Posted by Daniel Stout on Tue 1 Feb 2005 at 7:08 AM

I woke up this morning around 4:30am remembering a dream…

I was in the backyard of my grandparent’s house. And I was there with two people —a man and a women—and they were both reps for Apple. I hadn’t met them before, but I was working with them—I had just joined the team. I talked for a while with the woman. At any rate, the guy was shooting off model rockets into the sky (something I used to do as a kid). The weird thing was that attached to the rocket was an Apple Cube. The guy was shooting a Cube up into the air…repeatedly. The cool thing is that the Cube would come falling down out of the sky and bounce harmlessly off the grass. It withstood the impact.

That’s all I remember. Weird, huh? Maybe it’s a sign that I’m working too hard. I figure it’s okay to dream about work though. It’s strange though how childhood memories of shooting off rockets and my grandparent’s backyard were mixed with more recent stuff like the Apple presentation I went to and the work I do with Macs. Anyone care to interpret?

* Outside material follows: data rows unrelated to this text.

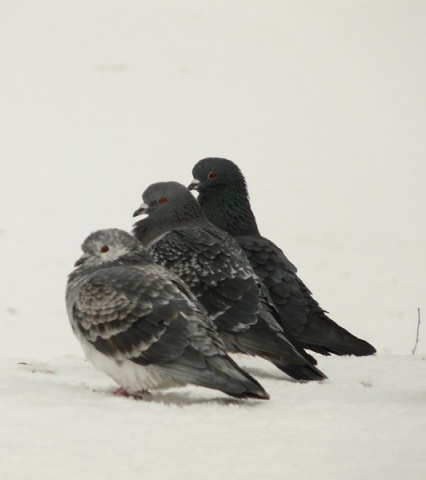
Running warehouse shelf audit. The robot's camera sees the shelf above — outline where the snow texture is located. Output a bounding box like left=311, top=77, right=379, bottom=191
left=0, top=0, right=426, bottom=480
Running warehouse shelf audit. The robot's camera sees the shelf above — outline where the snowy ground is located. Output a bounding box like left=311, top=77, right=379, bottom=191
left=0, top=0, right=426, bottom=480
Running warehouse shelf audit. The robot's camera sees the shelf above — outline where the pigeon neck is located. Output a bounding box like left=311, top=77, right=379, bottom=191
left=198, top=185, right=260, bottom=236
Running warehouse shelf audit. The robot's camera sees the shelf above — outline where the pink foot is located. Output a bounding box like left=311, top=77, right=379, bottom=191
left=112, top=387, right=149, bottom=398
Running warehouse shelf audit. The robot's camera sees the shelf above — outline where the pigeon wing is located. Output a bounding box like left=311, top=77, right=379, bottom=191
left=149, top=227, right=259, bottom=332
left=72, top=265, right=189, bottom=365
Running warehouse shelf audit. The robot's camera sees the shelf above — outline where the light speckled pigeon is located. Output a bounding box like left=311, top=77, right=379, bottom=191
left=133, top=182, right=326, bottom=380
left=189, top=158, right=376, bottom=356
left=66, top=229, right=269, bottom=399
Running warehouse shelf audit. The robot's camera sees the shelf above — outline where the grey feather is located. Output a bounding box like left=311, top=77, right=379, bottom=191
left=66, top=229, right=269, bottom=399
left=133, top=182, right=326, bottom=380
left=190, top=158, right=376, bottom=356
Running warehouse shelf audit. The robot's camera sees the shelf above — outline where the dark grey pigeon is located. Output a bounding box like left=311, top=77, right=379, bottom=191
left=66, top=229, right=269, bottom=399
left=189, top=158, right=376, bottom=356
left=133, top=182, right=326, bottom=380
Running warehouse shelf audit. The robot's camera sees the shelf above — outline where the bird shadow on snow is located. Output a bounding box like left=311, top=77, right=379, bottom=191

Update: I consulted my friend Amy here in Washington DC who is an expert on these matters. She said that dreams come from the individual and only that individual can truly interpret the dream. But, another person can help you along in the process of discovering what a particular dream meant. Amy was willing to oblige.

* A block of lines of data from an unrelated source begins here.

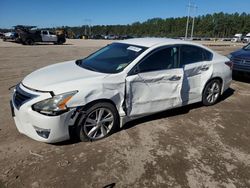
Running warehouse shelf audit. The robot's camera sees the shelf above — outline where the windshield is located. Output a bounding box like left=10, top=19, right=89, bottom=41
left=243, top=44, right=250, bottom=50
left=76, top=43, right=146, bottom=73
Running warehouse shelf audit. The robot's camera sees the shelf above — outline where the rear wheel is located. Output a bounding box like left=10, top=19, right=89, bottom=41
left=202, top=79, right=221, bottom=106
left=77, top=102, right=119, bottom=141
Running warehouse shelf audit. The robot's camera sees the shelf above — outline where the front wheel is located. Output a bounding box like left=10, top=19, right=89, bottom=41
left=25, top=39, right=35, bottom=45
left=202, top=80, right=221, bottom=106
left=77, top=102, right=119, bottom=141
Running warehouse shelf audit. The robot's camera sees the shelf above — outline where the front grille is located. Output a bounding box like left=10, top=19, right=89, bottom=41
left=13, top=85, right=36, bottom=109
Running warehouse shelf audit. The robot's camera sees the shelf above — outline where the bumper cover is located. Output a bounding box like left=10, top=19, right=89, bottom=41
left=11, top=84, right=75, bottom=143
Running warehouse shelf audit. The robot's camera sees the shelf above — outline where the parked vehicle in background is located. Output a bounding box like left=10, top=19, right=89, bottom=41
left=11, top=38, right=232, bottom=143
left=3, top=31, right=18, bottom=41
left=104, top=35, right=119, bottom=40
left=0, top=32, right=4, bottom=39
left=243, top=33, right=250, bottom=43
left=231, top=33, right=243, bottom=42
left=228, top=44, right=250, bottom=73
left=90, top=35, right=104, bottom=39
left=15, top=25, right=66, bottom=45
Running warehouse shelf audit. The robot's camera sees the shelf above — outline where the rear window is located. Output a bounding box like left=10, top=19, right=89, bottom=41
left=180, top=45, right=213, bottom=66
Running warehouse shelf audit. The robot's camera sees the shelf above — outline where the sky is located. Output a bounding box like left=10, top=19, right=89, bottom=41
left=0, top=0, right=250, bottom=28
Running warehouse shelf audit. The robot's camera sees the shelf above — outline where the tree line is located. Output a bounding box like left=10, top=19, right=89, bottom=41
left=1, top=12, right=250, bottom=38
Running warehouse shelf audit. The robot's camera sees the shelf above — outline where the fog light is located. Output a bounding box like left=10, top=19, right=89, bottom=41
left=33, top=126, right=50, bottom=138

What I uncovered in talking this out with Amy (while we were at Cafe Mayorga in Silver Spring, Maryland) is that the childhood memories represent a coming home for me. The shooting rocket I could clearly tell was about getting past my inhibitions. And the Mac Cube was also significant because it was about getting in touch with my creative, freer side. The fact that it bounced unharmed off of the grass was a sign of my own resilience and ability to work through adversity. And the Apple reps were representative of my new job at the School of Journalism. This dream was telling me, in short, that my job change was a good one—it has put me more in touch with those qualities in me that I want to enhance.